First, innocent civilians bear the brunt of such fighting. Palestinians in Gaza are caught in the daily crossfire. Zaki Chehab, the London bureau chief of Al Hayat, speaking this week at the Saban Center of the Brookings Institution in Washington, said while the situation is chaotic, it is not hopeless. Khaled al-Yazji, a former Palestinian Authority official in Gaza, said while the situation is very difficult, that "doesn't mean we shouldn't do anything." Questioned about why Mahmoud Abbas, president of the Palestinian Authority and a leader of Fatah, cannot do anything to stop the fighting, al-Yazji said "you are asking him to do something outside his capability." The fact is that Abbas has been either unable or unwilling to exert power in such a way that he can override opposition by Hamas.
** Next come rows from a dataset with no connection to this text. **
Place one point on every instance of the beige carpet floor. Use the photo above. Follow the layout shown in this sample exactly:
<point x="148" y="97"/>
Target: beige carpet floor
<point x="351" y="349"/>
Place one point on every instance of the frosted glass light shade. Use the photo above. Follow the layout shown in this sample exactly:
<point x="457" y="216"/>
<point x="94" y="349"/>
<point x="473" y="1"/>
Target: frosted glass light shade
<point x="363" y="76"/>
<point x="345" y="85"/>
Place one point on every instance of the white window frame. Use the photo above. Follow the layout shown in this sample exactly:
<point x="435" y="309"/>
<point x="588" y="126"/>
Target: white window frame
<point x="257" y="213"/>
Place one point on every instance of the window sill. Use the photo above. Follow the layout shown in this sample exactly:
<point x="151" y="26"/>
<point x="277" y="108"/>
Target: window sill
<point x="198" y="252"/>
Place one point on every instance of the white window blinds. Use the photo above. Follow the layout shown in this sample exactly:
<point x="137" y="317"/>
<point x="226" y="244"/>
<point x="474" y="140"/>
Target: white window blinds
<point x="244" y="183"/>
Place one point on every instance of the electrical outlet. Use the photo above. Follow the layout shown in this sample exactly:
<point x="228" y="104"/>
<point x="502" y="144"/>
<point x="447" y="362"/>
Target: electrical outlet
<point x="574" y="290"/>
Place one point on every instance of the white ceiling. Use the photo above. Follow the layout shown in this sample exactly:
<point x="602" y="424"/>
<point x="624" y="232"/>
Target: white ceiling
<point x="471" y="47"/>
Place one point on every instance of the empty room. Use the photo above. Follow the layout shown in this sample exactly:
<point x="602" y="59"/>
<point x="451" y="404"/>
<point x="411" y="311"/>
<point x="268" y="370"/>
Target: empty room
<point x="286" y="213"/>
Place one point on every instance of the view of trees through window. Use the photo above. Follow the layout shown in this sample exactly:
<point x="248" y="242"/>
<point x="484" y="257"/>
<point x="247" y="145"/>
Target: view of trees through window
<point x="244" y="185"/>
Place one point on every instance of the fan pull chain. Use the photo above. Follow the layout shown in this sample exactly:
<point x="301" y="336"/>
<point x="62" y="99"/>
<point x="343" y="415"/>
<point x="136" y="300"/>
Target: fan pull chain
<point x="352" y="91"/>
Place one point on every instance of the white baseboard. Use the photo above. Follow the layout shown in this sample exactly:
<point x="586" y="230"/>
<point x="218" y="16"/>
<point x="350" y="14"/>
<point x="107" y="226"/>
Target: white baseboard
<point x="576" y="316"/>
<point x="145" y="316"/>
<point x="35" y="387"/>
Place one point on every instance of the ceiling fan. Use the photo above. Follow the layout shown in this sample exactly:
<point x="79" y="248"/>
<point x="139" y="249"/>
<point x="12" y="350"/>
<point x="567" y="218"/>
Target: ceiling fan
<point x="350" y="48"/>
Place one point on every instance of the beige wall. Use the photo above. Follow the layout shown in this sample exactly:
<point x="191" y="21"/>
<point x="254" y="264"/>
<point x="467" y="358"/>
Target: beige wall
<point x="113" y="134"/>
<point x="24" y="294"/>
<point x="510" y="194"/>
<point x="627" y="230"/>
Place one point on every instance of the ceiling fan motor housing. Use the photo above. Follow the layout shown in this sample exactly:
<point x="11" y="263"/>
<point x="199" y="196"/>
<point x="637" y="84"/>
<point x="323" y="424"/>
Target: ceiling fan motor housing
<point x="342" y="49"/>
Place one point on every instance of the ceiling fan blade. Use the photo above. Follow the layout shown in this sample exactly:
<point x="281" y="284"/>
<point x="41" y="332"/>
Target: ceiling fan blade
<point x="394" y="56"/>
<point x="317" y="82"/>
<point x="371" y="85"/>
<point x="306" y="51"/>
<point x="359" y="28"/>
Even as Hamas and Fatah fight each other, Hamas or other radical elements in Gaza continued to fire homemade Qassam rockets into Israel. Israeli officials say nearly 70 rockets have landed in Israel this week, most of them in or around the town of Sderot. Casualties, these officials say, have been minor but the wounded include children and pregnant women. After a period of self-restraint, the Israelis responded late this week, using air-launched missiles to attack Hamas security positions and personnel in Gaza. It is no surprise, say American officials familiar with Hamas' tactics, that Hamas would continue to try and draw the Israelis into the fight and follow that by blaming the Israelis for resulting casualties.
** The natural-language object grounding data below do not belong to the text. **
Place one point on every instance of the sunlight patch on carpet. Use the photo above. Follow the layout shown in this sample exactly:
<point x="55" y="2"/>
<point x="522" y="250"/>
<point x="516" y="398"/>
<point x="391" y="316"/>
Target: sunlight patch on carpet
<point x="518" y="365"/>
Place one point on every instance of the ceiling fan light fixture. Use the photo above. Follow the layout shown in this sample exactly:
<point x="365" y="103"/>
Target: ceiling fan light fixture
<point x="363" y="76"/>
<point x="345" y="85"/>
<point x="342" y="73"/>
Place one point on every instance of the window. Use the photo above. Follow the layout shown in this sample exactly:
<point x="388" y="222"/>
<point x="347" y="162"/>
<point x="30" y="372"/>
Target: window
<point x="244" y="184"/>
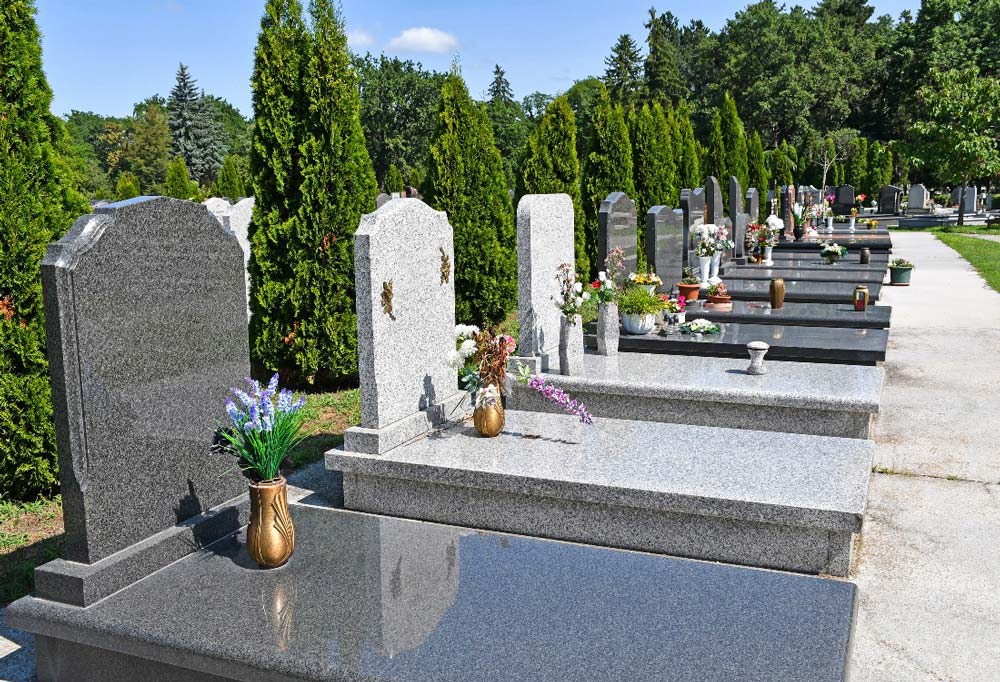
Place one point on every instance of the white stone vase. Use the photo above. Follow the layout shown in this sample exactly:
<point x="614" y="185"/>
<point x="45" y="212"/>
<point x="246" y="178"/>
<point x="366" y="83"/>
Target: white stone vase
<point x="570" y="345"/>
<point x="607" y="328"/>
<point x="704" y="264"/>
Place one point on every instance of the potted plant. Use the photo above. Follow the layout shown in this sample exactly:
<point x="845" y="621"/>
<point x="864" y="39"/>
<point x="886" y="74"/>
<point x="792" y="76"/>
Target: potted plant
<point x="481" y="358"/>
<point x="265" y="427"/>
<point x="689" y="286"/>
<point x="832" y="252"/>
<point x="899" y="272"/>
<point x="638" y="309"/>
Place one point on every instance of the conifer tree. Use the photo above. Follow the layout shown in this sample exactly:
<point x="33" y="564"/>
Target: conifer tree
<point x="37" y="204"/>
<point x="551" y="166"/>
<point x="608" y="168"/>
<point x="465" y="178"/>
<point x="734" y="139"/>
<point x="229" y="184"/>
<point x="757" y="174"/>
<point x="179" y="184"/>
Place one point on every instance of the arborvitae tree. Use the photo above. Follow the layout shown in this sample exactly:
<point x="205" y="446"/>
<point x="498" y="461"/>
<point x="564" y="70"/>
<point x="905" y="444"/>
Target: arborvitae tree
<point x="197" y="134"/>
<point x="229" y="184"/>
<point x="551" y="167"/>
<point x="178" y="184"/>
<point x="465" y="178"/>
<point x="623" y="75"/>
<point x="37" y="204"/>
<point x="393" y="180"/>
<point x="127" y="187"/>
<point x="688" y="160"/>
<point x="757" y="174"/>
<point x="734" y="139"/>
<point x="608" y="168"/>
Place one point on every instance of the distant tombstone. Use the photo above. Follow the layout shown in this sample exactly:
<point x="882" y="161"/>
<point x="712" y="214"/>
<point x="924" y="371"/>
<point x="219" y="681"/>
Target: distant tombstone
<point x="544" y="242"/>
<point x="147" y="331"/>
<point x="753" y="204"/>
<point x="713" y="201"/>
<point x="617" y="227"/>
<point x="888" y="199"/>
<point x="404" y="277"/>
<point x="665" y="244"/>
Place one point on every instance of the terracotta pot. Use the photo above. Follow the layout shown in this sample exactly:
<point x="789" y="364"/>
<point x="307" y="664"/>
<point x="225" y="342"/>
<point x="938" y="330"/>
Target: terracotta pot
<point x="270" y="534"/>
<point x="689" y="291"/>
<point x="488" y="420"/>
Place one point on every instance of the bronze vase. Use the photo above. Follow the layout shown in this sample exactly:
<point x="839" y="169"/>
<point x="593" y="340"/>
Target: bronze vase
<point x="488" y="419"/>
<point x="777" y="293"/>
<point x="270" y="535"/>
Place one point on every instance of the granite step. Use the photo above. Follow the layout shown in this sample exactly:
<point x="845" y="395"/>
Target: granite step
<point x="757" y="498"/>
<point x="383" y="599"/>
<point x="793" y="397"/>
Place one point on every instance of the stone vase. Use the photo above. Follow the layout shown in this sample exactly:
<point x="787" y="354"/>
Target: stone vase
<point x="570" y="345"/>
<point x="607" y="328"/>
<point x="270" y="534"/>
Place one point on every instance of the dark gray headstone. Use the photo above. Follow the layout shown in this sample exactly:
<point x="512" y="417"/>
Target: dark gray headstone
<point x="617" y="227"/>
<point x="665" y="244"/>
<point x="888" y="199"/>
<point x="146" y="318"/>
<point x="713" y="201"/>
<point x="753" y="204"/>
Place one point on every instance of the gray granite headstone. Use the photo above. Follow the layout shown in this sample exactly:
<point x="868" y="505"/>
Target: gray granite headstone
<point x="544" y="242"/>
<point x="404" y="276"/>
<point x="147" y="330"/>
<point x="617" y="227"/>
<point x="888" y="199"/>
<point x="665" y="244"/>
<point x="713" y="201"/>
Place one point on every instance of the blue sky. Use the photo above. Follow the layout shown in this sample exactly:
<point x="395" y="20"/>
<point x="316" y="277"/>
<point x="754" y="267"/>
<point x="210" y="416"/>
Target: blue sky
<point x="105" y="55"/>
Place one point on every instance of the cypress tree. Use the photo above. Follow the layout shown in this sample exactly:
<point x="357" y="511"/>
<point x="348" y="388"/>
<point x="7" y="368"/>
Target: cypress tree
<point x="608" y="168"/>
<point x="230" y="183"/>
<point x="551" y="166"/>
<point x="37" y="204"/>
<point x="734" y="139"/>
<point x="178" y="184"/>
<point x="465" y="178"/>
Where is the diplomatic effort to stop the fighting? President Bush has called on both sides to end the escalating violence, and Secretary of State Condoleezza Rice telephoned Israeli Prime Minister Ehud Olmert and President Abbas to urge restraint. In the past six months, Rice's burst of diplomatic energy among the parties has been focused on getting Israelis and Palestinians back to the negotiating table. Rice even managed one three-way meeting with both Olmert and Abbas, but it is clear that ongoing fighting — even if it is limited to Palestinian-on-Palestinian violence — is not conducive to making diplomatic progress. It is also clear that telephone calls from Washington are not going to solve these power struggles.
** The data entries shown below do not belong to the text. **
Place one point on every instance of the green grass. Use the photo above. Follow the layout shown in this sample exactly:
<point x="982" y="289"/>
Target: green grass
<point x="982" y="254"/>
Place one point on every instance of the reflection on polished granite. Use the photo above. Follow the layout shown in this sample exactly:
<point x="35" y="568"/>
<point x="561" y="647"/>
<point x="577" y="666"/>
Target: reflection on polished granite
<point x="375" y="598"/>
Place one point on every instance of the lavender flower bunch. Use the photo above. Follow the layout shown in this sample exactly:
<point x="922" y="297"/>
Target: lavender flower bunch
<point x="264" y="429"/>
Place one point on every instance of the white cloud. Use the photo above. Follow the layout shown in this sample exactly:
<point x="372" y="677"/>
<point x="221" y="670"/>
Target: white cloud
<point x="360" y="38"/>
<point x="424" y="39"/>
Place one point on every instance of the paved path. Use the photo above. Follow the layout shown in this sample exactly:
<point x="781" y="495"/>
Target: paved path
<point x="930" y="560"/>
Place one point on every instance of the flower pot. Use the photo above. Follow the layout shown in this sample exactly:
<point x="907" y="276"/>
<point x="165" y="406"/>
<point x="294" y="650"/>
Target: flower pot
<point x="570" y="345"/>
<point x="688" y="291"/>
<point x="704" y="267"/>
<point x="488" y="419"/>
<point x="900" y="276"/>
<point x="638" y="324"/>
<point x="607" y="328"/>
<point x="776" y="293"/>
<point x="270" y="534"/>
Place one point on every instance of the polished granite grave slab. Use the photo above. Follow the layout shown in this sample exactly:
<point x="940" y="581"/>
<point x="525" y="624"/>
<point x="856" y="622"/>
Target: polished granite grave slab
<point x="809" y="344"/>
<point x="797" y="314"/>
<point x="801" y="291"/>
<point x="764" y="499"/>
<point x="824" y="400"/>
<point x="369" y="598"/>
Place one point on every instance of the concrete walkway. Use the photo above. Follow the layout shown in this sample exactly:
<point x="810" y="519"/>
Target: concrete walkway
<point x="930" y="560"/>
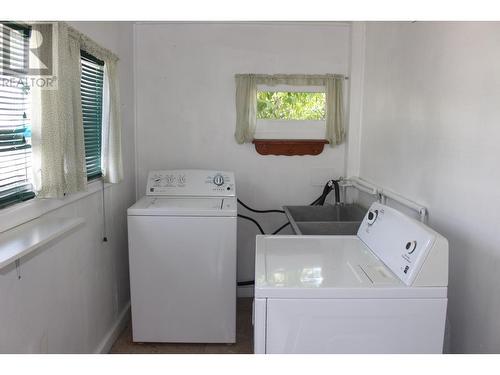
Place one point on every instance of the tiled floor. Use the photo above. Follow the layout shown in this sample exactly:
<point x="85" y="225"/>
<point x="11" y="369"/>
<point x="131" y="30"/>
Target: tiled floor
<point x="244" y="339"/>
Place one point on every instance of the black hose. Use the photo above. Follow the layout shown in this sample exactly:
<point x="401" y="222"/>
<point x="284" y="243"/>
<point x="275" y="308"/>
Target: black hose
<point x="259" y="211"/>
<point x="253" y="221"/>
<point x="243" y="283"/>
<point x="280" y="228"/>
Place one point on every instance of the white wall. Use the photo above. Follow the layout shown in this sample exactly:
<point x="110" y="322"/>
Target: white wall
<point x="73" y="291"/>
<point x="186" y="112"/>
<point x="430" y="132"/>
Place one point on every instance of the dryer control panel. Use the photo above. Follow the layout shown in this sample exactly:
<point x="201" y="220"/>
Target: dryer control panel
<point x="191" y="182"/>
<point x="414" y="252"/>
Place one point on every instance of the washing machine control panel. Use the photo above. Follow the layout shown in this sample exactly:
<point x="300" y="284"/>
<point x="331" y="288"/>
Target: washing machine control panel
<point x="191" y="182"/>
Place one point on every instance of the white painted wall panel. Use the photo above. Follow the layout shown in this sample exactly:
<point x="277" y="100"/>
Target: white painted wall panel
<point x="430" y="132"/>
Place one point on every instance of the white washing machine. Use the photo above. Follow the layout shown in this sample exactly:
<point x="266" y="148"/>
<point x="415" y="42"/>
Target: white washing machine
<point x="182" y="253"/>
<point x="382" y="291"/>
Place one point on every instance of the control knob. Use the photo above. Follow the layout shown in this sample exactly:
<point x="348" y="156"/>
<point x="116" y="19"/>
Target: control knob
<point x="372" y="216"/>
<point x="218" y="180"/>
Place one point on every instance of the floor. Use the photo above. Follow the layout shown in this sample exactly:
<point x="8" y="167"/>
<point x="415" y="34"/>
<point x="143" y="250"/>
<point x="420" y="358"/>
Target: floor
<point x="243" y="345"/>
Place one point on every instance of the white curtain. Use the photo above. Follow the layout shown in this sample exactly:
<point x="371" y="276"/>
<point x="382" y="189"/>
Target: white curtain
<point x="335" y="130"/>
<point x="246" y="101"/>
<point x="57" y="124"/>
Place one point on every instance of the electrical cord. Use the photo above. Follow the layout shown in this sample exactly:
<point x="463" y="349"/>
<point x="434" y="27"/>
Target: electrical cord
<point x="253" y="221"/>
<point x="280" y="228"/>
<point x="320" y="201"/>
<point x="259" y="211"/>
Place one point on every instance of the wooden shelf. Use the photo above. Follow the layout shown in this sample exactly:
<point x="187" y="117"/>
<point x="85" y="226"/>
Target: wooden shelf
<point x="22" y="240"/>
<point x="289" y="147"/>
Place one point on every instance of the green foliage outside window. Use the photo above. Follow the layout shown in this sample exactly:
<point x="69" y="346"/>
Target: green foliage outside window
<point x="290" y="105"/>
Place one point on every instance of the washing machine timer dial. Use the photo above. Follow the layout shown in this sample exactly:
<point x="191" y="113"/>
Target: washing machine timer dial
<point x="372" y="216"/>
<point x="218" y="180"/>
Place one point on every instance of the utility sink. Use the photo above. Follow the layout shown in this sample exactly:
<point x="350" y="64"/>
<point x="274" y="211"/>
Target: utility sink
<point x="343" y="219"/>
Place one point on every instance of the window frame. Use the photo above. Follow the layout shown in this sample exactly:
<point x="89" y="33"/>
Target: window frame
<point x="21" y="193"/>
<point x="271" y="129"/>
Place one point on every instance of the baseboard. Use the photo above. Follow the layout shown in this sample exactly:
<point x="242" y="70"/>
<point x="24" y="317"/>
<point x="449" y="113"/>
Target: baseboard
<point x="117" y="328"/>
<point x="244" y="291"/>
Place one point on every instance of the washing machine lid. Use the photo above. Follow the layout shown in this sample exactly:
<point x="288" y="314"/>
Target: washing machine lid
<point x="326" y="267"/>
<point x="183" y="206"/>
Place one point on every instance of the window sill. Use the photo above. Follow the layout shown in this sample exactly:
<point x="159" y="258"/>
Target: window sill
<point x="24" y="212"/>
<point x="30" y="236"/>
<point x="289" y="147"/>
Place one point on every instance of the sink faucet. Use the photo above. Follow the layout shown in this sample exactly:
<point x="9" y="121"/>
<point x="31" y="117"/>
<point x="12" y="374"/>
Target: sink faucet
<point x="337" y="191"/>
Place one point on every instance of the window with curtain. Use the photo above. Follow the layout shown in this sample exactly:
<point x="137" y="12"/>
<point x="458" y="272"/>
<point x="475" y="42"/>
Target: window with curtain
<point x="290" y="107"/>
<point x="15" y="129"/>
<point x="290" y="112"/>
<point x="91" y="87"/>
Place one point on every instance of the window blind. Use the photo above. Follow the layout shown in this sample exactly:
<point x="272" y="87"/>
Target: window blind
<point x="15" y="130"/>
<point x="91" y="86"/>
A newly-approved program by Congress to provide $40 million for training and equipping Abbas' Presidential Guard forces is not up and running yet — and there is no guarantee, once they are deployed, that those forces will be able to prevail against Hamas' fighters.

The current dysfunctional nature of Palestinian governance in the West Bank and Gaza is clear for all to see. Khaled al-Yazji says "the Palestinian Authority doesn't exist anymore. It just exists in our minds. There are no services. No salaries. ... Everyone should realize it. There is no Authority."

That's one way of looking at it. Zaki Chehab, taking note that Hamas' leader, Kahled Meshaal, lives in Syria, puts it another way: "The money is in Damascus — and the power is where the money is."

The senior administration official who has watched this scenario play out before simply says the power struggle will continue. "At the end of the day, it's all about guns and bullets. And whoever has the most will end up on top."